La protestation s’estompe
Si ces mouvements de grève du monde rural ne peuvent se prolonger éternellement à l’image du mouvement des Gilets jaunes, vu que les agriculteurs ne peuvent délaisser leur bétail ni leurs cultures indéfiniment, la pression des agriculteurs européens va se maintenir durant encore un certain temps en raison de la conjoncture politique et économique actuelle.
En effet, il semble difficile pour l’UE de renoncer à l’accord négocié depuis plusieurs années entre l’UE et le Mercosur, auquel s’opposent les agriculteurs européens, car les pays en Europe dépendent en grande partie des importations de viande bovine sud-américaine. Par ailleurs, il ressort d’un rapport de l’assureur Allianz Trade, publié récemment, que les agriculteurs européens ont vu leurs revenus diminuer de plus d’un cinquième (22%) l’année dernière, alors que les salaires ont fortement augmenté dans presque tous les autres secteurs.
La grogne des agriculteurs risque probablement de se poursuivre dans plusieurs pays européens, encouragée par les partis de droite et d’extrême droite qui se sont emparés de manière opportuniste de ces revendications à l’approche des élections européennes. L’idéologie souverainiste et protectionniste va ainsi probablement trouver des échos favorables auprès des électeurs du monde rural.
Quels nouveaux débouchés ?
Hélas, les campagnes médiatiques qui menacent la tomate marocaine ne se limitent pas uniquement à la France. Le sujet est également un des chevaux de bataille des agriculteurs espagnols ainsi que du parti d’extrême droite VOX.
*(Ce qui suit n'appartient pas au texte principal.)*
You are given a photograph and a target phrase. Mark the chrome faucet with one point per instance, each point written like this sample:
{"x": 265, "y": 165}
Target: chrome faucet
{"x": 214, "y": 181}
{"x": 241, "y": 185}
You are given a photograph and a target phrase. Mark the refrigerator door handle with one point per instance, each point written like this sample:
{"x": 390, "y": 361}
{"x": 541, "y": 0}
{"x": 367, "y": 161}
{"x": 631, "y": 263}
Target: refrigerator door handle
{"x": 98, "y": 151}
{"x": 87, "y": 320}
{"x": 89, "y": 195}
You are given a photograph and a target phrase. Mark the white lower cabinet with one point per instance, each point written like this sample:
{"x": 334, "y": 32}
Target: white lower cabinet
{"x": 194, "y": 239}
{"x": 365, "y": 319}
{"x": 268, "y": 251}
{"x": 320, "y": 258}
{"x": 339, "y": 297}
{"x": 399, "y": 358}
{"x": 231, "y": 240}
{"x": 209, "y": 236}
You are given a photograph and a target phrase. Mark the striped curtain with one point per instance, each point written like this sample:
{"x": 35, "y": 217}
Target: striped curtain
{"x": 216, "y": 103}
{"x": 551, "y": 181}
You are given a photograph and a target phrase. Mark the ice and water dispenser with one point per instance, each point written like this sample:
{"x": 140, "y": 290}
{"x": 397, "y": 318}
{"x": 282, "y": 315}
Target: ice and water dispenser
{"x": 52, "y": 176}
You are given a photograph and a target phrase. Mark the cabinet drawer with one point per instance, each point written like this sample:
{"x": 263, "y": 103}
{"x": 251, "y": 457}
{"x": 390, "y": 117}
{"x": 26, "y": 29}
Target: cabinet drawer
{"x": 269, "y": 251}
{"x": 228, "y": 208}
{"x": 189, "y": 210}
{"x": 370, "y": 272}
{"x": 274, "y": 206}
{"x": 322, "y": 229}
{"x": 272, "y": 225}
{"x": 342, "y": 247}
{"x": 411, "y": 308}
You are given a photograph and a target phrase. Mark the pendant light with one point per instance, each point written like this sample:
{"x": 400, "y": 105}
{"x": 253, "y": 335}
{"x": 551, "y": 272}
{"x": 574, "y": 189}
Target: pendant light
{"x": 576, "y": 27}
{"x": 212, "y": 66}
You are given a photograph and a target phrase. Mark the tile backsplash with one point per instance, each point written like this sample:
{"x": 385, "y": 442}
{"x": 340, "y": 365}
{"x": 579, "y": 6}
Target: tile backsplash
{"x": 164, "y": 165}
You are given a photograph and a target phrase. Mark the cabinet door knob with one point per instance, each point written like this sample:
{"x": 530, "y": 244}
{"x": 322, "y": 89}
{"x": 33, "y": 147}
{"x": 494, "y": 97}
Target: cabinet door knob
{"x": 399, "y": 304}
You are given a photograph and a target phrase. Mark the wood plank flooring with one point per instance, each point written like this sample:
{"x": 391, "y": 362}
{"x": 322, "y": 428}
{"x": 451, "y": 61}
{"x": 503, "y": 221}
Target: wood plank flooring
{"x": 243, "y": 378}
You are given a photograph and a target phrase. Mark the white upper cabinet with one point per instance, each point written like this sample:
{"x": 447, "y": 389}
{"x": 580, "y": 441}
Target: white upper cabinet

L’ONG espagnole SOS Rural alerte aussi sur le danger que feraient peser, selon eux, les exportations de produits agricoles marocains sur la péninsule ibérique, en affirmant que «l’Espagne ne sera plus en mesure de garantir sa propre souveraineté alimentaire». L’ONG précise que la culture de la tomate est un exemple marquant de l’emprise des producteurs sur le marché de l’UE, soulignant que les exportations de tomates marocaines vers le marché européen ont augmenté de 52% entre 2013 et 2022.
Face à cette levée de boucliers de certains partis politiques et des agriculteurs dans certains pays européens contre la menace que ferait peser le Maroc sur la souveraineté alimentaire européenne, de nouveaux débouchés pour les produits phares de l’agriculture marocaine doivent être étudiés.
Pour Rachid Benali, les producteurs marocains doivent anticiper les périodes de tension récurrentes avec les Français et les Espagnols sur les produits agricoles marocains destinés à l’export. Et la solution est évidente pour lui : «On doit diversifier nos débouchés et ne plus dépendre uniquement des marchés de l’UE. Les marchés vers lesquels le Maroc doit se tourner dans le futur sont le Royaume-Uni, les pays du Golfe et le marché africain.»